The new study, the largest of its kind, looked at caffeine residue found on pottery retrieved from archaeological sites throughout the Southwest and Northern Mexico. Patricia Crown and her team used tools to remove small chunks of the shards, then ground them into a powder before using a liquid chromatography-mass spectrometry technique to figure out whether they contained traces of caffeine. (They even banned caffeine from the lab to prevent potential cross-contamination.)

The results were intriguing, says Crown in a release: 40 of the 177 samples revealed traces of caffeine. The shards show evidence of cacao-based chocolate drinks and something called “black drink,” a holly-derived, tea-like beverage. Since neither holly nor cacao is native to the Southwest, Crown believes the residue points to extensive trade routes with both the southeastern United States and Mexico or South America.

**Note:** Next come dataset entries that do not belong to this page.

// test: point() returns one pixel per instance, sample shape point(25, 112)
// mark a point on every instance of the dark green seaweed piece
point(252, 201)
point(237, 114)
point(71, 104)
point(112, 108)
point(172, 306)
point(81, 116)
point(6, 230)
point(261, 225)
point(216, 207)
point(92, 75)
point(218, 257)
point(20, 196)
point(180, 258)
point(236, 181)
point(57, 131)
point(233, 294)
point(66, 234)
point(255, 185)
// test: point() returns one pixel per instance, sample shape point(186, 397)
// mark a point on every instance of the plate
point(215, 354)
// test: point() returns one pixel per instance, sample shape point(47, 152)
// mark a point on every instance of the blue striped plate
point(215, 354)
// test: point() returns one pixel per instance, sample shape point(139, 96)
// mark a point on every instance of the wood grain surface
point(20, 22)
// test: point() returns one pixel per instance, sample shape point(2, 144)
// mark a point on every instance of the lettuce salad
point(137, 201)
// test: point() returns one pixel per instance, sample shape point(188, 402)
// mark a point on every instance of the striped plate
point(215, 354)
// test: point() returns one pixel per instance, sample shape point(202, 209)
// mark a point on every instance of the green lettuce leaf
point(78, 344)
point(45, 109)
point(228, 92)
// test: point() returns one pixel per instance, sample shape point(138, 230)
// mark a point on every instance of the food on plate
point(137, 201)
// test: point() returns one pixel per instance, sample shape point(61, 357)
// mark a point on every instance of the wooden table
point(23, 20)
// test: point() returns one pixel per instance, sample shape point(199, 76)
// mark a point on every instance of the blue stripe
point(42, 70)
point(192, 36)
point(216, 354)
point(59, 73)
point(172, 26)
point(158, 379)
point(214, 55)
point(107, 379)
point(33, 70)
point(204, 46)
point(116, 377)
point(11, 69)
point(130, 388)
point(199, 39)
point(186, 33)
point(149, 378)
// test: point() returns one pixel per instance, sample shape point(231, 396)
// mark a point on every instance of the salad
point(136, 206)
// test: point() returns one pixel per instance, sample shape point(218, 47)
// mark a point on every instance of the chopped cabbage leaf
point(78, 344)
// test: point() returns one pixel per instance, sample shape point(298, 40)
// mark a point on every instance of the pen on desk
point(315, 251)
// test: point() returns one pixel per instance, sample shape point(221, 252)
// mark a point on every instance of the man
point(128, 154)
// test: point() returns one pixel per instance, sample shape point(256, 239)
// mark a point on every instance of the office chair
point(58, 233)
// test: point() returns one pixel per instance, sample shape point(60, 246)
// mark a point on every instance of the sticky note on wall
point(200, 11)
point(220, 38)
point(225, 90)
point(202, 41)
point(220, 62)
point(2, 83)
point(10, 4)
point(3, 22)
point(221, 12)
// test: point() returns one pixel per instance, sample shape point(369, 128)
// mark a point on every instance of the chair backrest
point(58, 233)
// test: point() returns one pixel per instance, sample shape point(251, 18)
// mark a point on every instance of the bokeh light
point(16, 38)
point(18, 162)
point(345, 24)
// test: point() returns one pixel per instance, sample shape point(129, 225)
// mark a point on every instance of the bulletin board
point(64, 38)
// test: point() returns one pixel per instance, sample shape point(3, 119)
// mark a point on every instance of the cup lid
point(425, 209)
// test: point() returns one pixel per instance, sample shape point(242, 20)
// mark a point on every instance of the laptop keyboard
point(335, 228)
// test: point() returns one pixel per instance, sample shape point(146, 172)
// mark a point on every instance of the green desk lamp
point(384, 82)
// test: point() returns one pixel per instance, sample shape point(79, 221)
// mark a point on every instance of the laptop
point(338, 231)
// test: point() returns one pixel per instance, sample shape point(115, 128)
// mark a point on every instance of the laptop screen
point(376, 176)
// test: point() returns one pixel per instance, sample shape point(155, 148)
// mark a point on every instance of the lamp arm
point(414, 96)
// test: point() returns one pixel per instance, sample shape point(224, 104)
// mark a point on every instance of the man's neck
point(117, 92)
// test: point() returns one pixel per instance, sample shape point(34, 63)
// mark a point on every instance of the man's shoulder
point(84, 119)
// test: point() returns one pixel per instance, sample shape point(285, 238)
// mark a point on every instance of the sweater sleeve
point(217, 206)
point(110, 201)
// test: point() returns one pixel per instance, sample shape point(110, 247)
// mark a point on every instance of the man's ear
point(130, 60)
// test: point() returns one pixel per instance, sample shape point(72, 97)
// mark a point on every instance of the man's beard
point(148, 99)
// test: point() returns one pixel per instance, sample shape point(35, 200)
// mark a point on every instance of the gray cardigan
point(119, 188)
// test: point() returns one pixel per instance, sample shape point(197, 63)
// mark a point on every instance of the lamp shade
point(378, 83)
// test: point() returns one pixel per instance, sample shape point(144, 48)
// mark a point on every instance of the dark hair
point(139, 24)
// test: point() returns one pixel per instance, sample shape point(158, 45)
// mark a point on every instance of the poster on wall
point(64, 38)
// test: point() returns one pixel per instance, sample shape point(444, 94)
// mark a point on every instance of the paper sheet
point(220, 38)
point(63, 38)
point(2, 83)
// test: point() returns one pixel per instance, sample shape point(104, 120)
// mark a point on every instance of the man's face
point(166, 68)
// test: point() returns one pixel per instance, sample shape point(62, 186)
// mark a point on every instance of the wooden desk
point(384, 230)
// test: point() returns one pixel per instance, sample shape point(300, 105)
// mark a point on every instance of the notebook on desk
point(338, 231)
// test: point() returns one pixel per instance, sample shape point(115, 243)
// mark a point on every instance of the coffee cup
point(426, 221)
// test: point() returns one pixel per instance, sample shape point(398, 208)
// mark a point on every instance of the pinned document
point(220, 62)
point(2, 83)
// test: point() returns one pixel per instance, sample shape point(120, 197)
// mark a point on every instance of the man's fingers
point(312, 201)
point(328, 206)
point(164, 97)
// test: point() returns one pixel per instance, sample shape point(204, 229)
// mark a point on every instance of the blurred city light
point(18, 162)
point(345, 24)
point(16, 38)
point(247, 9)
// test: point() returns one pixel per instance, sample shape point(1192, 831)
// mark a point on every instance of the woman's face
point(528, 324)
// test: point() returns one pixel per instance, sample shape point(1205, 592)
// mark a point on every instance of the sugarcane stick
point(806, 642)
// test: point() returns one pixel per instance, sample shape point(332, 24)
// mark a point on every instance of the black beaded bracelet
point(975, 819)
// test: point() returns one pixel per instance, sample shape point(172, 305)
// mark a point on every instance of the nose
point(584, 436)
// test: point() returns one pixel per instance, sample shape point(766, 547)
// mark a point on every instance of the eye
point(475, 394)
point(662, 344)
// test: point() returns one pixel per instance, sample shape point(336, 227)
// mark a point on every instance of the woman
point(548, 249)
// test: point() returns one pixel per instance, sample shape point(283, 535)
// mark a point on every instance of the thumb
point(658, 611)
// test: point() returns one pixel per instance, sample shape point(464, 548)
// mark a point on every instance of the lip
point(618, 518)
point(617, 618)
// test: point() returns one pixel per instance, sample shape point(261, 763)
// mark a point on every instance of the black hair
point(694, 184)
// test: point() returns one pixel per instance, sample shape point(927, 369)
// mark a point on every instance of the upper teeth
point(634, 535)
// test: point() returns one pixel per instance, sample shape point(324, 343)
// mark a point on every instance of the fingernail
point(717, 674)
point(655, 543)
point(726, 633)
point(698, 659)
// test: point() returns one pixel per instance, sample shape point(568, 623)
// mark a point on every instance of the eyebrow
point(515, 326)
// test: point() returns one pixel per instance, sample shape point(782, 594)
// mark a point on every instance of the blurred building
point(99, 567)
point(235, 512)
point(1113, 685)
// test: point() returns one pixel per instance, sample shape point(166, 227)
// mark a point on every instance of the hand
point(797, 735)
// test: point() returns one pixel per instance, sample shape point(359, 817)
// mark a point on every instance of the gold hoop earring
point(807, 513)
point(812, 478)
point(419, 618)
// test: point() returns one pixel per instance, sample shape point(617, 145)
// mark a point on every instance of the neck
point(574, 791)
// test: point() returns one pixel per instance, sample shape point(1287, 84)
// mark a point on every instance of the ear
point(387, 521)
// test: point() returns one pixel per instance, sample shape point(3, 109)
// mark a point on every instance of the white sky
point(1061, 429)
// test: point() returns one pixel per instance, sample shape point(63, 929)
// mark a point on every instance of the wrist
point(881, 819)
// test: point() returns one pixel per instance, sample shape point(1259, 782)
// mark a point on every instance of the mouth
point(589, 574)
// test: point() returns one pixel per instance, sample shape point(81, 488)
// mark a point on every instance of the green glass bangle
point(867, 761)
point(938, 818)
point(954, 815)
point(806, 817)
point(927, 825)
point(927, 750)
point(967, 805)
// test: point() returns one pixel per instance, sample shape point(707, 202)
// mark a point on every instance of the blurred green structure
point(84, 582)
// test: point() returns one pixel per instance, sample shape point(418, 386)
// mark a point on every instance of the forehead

“Any Mesoamerican archaeologist that works on that time period is well aware of that phenomenon: increased trade, increased long-distance trade in more and more products,” anthropologist Janine Gasco tells NPR’s Murray Carpenter. She says that the find “builds the argument even further that there was this vibrant trade going on.”

Since caffeine traces were found on a variety of different types of pottery, the artifacts suggest a variety of ways to make, serve and drink caffeine. In the paper, the team suggests that some drinks were consumed individually, and others shared using straws, dippers or smaller vessels.

Unlike modern-day coffee freaks, though, the caffeine likely wasn’t used for an early morning pick-me-up. The need for caffeine meant that people who lived in areas without the means of getting their fix had to either travel to far-away locations or trade with people from other places, writes Crown and her team. This may have stimulated new trade relationships — and probably meant that caffeine was reserved for political get-togethers and religious rituals.